The vitrectomy port location should be varied according to the age of the child, but in these often microphthalmic eyes, the ora serrata may be anteriorly displaced, the pars plana may be absent, or the anterior retina may insert directly onto the pars plicata ciliary body. It is recommended to place the sclerotomies as anteriorly as possible, especially if retinal detachment is determined by preoperative ultrasonography.151 Transillumination is occasionally helpful to locate the ora serrata. To avoid manipulations of the vitreous base or peripheral retina, which may be drawn anteriorly, other authors prefer an approach for vitrectomy through the iris root; incisions are made at the limbus, but this is associated with the danger of severe iris lesions. After lentectomy, diathermy should be used when vessels are visible and the retrolental membrane has to be cut from the ciliary processes using the vitreous cutter. In case of nonaxial lens opacification, lens-sparing vitrectomy should be performed, and Shaikh and Trese152 recommend dividing the stalk immediately on entry. After division of the stalk and hemostasis, with diathermy if necessary, vitrectomy should be carried out with dissection of epiretinal membranes in the posterior pole. The authors presume that the manipulation of the stalk by vitrectomy and diathermy before division result in damage to the lens capsule and resultant cataract formation.

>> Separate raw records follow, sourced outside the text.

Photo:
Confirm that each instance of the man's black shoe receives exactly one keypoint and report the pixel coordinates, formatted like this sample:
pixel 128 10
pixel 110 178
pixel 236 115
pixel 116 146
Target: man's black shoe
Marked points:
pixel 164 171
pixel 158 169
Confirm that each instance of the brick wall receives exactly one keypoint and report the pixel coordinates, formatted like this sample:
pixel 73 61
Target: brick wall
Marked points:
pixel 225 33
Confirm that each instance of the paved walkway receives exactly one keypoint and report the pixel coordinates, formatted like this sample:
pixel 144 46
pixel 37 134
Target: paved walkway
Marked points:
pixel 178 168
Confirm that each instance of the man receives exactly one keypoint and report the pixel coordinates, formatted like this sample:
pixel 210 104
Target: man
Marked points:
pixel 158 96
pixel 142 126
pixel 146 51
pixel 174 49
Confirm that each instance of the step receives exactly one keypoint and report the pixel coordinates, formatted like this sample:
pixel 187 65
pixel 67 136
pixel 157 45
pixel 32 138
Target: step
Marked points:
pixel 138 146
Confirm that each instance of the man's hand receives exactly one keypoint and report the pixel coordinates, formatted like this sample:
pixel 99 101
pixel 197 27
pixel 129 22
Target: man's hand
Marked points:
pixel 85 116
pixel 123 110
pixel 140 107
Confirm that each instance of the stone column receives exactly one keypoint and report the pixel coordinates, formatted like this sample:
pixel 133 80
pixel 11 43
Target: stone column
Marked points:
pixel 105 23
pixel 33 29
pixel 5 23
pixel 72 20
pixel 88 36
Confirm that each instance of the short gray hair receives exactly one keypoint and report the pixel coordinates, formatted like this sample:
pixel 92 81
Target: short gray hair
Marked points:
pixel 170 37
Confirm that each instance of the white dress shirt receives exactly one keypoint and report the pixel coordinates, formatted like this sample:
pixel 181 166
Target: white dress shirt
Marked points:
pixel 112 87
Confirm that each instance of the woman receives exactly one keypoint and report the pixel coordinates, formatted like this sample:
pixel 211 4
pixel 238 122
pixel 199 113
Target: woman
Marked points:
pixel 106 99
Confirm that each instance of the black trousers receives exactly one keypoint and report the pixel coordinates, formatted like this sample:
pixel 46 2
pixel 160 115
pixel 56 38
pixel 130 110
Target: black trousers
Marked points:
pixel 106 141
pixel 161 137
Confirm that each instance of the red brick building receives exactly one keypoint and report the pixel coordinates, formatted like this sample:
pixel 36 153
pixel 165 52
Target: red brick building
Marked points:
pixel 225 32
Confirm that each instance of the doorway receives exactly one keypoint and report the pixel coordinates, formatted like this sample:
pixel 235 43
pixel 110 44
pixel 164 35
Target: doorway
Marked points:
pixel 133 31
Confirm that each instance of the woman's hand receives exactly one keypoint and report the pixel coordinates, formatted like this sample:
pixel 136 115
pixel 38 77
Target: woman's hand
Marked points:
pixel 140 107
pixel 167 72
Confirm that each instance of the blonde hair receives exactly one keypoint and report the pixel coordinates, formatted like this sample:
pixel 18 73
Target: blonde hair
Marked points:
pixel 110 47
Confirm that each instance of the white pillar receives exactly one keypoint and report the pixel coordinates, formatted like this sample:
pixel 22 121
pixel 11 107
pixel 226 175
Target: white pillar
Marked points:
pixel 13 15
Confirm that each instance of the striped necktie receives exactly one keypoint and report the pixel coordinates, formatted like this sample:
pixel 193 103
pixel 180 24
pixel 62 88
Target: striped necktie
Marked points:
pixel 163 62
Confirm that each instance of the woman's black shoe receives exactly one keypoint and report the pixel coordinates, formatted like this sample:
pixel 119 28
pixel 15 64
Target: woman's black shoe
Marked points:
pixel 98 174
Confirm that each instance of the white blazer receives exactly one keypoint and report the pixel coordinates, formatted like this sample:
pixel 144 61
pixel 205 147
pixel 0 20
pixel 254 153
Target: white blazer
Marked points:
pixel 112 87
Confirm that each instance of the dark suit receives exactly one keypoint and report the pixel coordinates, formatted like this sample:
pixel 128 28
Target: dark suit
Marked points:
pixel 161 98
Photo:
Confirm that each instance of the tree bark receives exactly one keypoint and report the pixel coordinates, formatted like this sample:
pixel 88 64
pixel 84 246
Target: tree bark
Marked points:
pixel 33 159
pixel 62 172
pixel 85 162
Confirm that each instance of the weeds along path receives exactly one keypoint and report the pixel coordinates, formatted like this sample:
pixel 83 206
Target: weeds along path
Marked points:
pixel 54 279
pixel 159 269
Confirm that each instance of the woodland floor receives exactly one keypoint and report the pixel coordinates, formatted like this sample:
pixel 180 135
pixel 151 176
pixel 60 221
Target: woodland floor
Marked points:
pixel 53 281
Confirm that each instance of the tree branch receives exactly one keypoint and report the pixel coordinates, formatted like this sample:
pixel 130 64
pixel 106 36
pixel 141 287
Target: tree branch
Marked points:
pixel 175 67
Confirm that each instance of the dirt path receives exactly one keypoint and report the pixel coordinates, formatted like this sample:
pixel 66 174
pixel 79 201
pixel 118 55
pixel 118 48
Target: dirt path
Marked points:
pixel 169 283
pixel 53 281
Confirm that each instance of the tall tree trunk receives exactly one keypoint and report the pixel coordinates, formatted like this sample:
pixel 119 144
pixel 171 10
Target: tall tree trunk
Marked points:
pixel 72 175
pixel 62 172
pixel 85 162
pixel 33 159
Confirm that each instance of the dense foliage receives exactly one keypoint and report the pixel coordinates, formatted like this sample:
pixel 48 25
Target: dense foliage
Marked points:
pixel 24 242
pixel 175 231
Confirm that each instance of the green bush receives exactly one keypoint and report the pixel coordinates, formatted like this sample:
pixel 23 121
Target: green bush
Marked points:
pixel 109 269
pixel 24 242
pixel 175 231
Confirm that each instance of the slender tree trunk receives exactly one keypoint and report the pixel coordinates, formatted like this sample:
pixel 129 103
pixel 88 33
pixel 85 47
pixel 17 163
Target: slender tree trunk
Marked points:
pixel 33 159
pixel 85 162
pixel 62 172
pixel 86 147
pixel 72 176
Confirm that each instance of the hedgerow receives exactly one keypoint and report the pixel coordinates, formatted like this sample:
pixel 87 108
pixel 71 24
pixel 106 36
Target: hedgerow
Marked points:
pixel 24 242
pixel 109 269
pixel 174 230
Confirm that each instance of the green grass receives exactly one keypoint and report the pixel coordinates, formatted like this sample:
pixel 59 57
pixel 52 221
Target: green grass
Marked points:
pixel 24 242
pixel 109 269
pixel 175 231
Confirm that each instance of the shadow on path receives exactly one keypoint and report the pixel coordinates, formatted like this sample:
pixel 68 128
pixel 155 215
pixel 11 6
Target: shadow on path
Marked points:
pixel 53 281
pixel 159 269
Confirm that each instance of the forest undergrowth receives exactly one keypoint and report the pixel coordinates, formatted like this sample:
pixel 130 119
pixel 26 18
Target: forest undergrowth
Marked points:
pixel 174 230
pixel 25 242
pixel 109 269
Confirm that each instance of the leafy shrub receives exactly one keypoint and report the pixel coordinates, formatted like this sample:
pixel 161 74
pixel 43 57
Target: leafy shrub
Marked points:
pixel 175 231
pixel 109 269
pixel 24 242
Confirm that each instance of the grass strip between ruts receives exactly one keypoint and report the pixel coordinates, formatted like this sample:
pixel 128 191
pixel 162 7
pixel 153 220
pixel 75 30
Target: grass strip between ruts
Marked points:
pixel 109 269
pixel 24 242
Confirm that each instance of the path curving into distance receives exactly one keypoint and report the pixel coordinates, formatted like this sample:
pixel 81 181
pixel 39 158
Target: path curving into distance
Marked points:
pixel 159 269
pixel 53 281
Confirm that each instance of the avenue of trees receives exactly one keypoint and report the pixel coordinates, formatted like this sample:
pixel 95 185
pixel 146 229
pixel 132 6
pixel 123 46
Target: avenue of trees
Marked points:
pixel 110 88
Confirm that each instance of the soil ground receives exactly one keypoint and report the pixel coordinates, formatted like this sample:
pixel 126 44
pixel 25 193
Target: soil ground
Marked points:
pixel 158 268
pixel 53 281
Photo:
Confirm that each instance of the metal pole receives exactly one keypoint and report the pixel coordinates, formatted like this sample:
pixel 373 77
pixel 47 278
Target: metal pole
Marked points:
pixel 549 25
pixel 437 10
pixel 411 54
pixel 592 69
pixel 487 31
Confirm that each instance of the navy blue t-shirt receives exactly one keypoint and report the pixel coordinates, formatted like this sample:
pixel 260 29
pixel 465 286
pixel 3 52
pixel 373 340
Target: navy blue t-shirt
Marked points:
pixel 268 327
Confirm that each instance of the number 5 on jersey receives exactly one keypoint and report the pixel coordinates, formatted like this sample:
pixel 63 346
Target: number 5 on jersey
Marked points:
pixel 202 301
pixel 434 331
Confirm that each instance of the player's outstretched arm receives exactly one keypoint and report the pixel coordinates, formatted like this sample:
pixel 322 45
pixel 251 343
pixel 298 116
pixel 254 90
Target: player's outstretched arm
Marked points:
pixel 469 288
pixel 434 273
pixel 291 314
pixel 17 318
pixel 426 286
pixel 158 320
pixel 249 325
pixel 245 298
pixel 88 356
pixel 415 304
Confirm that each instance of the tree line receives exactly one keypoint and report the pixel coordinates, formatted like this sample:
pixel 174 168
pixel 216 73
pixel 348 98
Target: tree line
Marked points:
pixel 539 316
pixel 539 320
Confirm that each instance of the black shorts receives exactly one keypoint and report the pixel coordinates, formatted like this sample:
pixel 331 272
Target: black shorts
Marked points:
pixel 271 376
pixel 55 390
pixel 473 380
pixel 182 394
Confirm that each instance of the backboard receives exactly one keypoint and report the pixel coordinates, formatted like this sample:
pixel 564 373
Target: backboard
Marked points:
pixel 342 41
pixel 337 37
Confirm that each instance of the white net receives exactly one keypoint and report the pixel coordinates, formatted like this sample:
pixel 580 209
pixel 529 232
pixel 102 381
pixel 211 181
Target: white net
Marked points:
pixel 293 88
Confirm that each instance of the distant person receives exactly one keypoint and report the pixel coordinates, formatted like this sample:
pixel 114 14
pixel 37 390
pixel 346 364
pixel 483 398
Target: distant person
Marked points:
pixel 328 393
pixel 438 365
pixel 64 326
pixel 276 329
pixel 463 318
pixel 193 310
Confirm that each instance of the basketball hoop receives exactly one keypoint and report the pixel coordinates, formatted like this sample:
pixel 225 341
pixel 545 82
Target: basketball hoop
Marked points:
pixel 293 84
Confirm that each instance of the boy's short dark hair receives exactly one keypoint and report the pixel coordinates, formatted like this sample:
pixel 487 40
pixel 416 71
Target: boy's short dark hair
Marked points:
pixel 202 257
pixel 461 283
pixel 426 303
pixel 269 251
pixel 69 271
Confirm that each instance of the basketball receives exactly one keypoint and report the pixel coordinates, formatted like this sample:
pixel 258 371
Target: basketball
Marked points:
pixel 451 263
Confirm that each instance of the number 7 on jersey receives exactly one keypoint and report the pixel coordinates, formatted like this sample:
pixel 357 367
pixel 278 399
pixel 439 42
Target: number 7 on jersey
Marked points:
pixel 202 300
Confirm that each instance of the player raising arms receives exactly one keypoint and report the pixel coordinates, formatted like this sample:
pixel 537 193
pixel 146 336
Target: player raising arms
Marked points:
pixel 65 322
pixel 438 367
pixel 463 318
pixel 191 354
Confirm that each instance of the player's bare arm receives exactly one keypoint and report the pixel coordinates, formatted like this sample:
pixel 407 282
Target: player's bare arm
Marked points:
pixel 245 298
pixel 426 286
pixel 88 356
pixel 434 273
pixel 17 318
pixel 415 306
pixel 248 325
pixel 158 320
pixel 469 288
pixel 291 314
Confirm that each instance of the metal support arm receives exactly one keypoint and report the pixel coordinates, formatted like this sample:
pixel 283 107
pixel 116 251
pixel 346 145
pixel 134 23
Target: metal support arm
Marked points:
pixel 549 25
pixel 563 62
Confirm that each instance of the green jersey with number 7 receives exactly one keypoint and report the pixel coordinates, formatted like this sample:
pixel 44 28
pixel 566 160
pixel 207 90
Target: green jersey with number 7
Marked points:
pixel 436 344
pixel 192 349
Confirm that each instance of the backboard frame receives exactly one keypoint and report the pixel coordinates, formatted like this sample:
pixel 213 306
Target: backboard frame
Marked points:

Membrane peeling is necessary in cases of tractional retinal folds or tractional detachment. In the purely anterior form, the cataract should be removed to provide clear media for visual rehabilitation. Eyes with a posterior PHPV have poor visual results due to posterior pole abnormalities. However, despite posterior-segment involvement, surgical treatment of PHPV can result in functional visual outcome. The degree of ocular malformation, however, will ultimately limit the amount of visual improvement. A total of 71% of patients undergoing vitrectomy for a combined form of anterior and posterior PHPV achieve 20/300 or better.151 In another study,150 six of 24 eyes operated for PHPV maintained Snellen visual acuity and approximately 50% of patients undergoing surgery for persistent fetal vasculature may achieve useful vision.153

In a series of patients suffering from the rare condition of bilateral combined anterior and posterior PHPV, Walsh et al.149 found that vitrectomy with or without lensectomy is beneficial: 69% of patients maintained at least light perception vision in at least 1 eye at the last follow-up. Of the 28 operated eyes in 16 patients with follow-up data, only 11% eyes were phthisical at the last follow-up.

After surgery, every child should have a short trial (2 months) of occlusion therapy. This should be terminated if no visual improvement is noted, to avoid undue psychosocial impairment.151 Early age at surgery, prompt optical correction with contact lens, and aggressive occlusion therapy are required for successful visual rehabilitation.